Poking around some more I found inside 'Diode Clipper' circuit that resistor R13 was physically loose. Still soldered to the pads but the pads were not longer attached to the tracks. And the other side of the Diode clipper was not functioning properly ether. So this circuit was clipping the signal like a guitar distortion pedal!

I installed new resistors and a few jumpers to get everything connected again. I hooked up the scope and the distortion was gone. The output look good so I put the amp back into the sub and tried it out. It sounds much better. Able to rattle the walls nicely.

I'm not completely happy withe the sound of the low pass filters. I would like it to roll off sharper. I am going to adjust the '700Hz Lo-Pass' filter down to around 50Hz.

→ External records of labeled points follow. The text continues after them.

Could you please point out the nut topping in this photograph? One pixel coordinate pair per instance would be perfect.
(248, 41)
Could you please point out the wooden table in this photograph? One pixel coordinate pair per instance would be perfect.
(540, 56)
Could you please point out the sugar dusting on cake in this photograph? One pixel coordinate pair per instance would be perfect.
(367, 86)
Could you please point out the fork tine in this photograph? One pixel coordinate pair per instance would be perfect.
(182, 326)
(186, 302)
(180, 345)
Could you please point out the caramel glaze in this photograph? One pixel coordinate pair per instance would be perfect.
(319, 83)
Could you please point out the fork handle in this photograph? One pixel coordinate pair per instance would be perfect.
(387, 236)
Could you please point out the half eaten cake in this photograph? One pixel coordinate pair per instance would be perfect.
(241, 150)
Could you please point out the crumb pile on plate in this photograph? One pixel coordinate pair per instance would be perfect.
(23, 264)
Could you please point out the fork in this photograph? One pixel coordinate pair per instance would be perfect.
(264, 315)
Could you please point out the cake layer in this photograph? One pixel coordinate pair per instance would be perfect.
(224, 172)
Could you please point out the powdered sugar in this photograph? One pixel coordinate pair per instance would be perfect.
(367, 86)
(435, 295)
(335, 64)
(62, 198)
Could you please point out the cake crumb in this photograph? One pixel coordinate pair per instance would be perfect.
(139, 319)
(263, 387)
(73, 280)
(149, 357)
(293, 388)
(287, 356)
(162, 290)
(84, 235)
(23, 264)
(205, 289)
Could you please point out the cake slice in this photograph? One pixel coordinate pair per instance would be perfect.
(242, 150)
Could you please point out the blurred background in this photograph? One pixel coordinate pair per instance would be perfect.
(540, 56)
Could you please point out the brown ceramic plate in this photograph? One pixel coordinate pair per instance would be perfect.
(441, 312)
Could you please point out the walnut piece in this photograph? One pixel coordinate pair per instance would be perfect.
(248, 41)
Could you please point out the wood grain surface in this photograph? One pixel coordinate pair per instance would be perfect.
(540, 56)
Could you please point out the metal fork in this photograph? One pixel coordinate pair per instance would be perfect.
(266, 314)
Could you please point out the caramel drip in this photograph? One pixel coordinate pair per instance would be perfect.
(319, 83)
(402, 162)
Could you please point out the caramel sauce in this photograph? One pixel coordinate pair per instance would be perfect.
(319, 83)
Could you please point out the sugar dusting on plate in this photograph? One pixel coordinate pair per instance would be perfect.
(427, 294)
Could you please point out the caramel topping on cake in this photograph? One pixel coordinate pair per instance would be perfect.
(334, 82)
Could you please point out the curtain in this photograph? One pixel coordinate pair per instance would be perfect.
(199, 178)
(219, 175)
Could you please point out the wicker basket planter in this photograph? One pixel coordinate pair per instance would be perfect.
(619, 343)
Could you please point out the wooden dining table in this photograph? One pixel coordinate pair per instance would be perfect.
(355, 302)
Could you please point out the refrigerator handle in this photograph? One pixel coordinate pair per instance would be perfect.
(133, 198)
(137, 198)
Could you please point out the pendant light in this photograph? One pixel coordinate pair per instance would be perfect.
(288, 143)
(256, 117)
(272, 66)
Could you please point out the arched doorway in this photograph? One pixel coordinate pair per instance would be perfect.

The other thing I am going to try is a notch filter to cut around 45Hz to level the resonance around there.

The more I look into this amp, the more I realize it is a piece of crap. Very low quality all around. Even something major like the labeling of the + and - for the speaker wires printed wrong on the PCB was not caught. And the PCB is so delicate that if you look at it wrong the pads will come right off.

One last thing. Attached are a couple of pictures of the output of the TL072 and output of the S53 module. Since this amp is so cheap, I figure this is unique to this amp. But does anyone have any idea why the output trace from the S53 would be thicker then the output of the TL074 trace? Could it be low quality output inductors?